Si hay algo de verdadero valor en nuestra vida es el privilegio de contar con la presencia de Dios, pues Su presencia es la que imparte seguridad a nuestros pasos, aunque el camino por el cual andemos sea escabroso e incierto.

Dios anunció al pueblo de Israel que retiraría Su presencia de en medio de ellos por ser un pueblo indomable.  Tal anuncio causó temor, desesperación e incertidumbre.  ¿Cómo sobrevivirían en medio del desierto?  ¿Cómo llegarían a la tierra prometida sin la guianza y protección de Dios?  Por ello, en una muestra de arrepentimiento, el pueblo responde de dos maneras.  En primer lugar, quitando de sí sus atavíos y ornamentos, los cuales no necesariamente eran pecaminosos, pero sí agradables a sus ojos y parte del lastre que traían de su vida en Egipto.

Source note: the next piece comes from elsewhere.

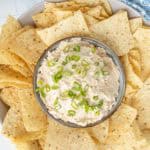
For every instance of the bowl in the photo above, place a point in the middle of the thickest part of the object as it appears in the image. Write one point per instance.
(110, 53)
(26, 19)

Por otro lado, Moisés dispuso una sencilla tienda fuera del campamento.  Quizás, propiedad de él mismo.  Aquella tienda se convirtió en el lugar de encuentro con Dios.  Cuando Moisés entraba allí, la presencia de Dios descendía en forma de nube y hablaba con su siervo Moisés de una manera muy cercana.  Entonces, se daba la segunda respuesta del pueblo, pues dejaban todo y en pie, junto a sus propias tiendas, adoraban a Jehová Dios.

Más adelante Dios muestra Su misericordia y hace provisión de dirección y acompañamiento a Su pueblo.  Como padre amoroso, afirma Su pacto con ellos y les da nuevas instrucciones para su peregrinar.  Una vez más, se hace cercano a Su pueblo amado.

Dios también camina con nosotros, es quien da dirección a nuestra vida.  No es que lo merezcamos, o lo busquemos, es por Su gran amor.  Aunque le fallamos, si nos presentamos delante de Él despojados de todo orgullo y vanidad y entregamos nuestro corazón en sincero arrepentimiento y adoración, se acerca, ama, perdona, sana, levanta y acompaña…  Todo en virtud de Su gran amor.

¿Le has fallado?  ¿Te has alejado de Sus caminos?  ¿Sientes que te ha abandonado?  En este día acércate a Tu Dios.  Ya no camines solo.  Eres Suyo y aún tiene promesas y pactos eternos para tu vida.
Oración

Amado Señor, dueño de todo lo creado.  Reconocemos que Te hemos fallado y que No merecemos Tu perdón.  Te rogamos en este día que muestres Tu gracia y Tu poder sobre nuestras vidas y camines delante de nosotros.  Seguiremos Tus pasos en humildad y rendiremos nuestra vida entera en sincera adoración.  En el nombre de Jesús.  Amén.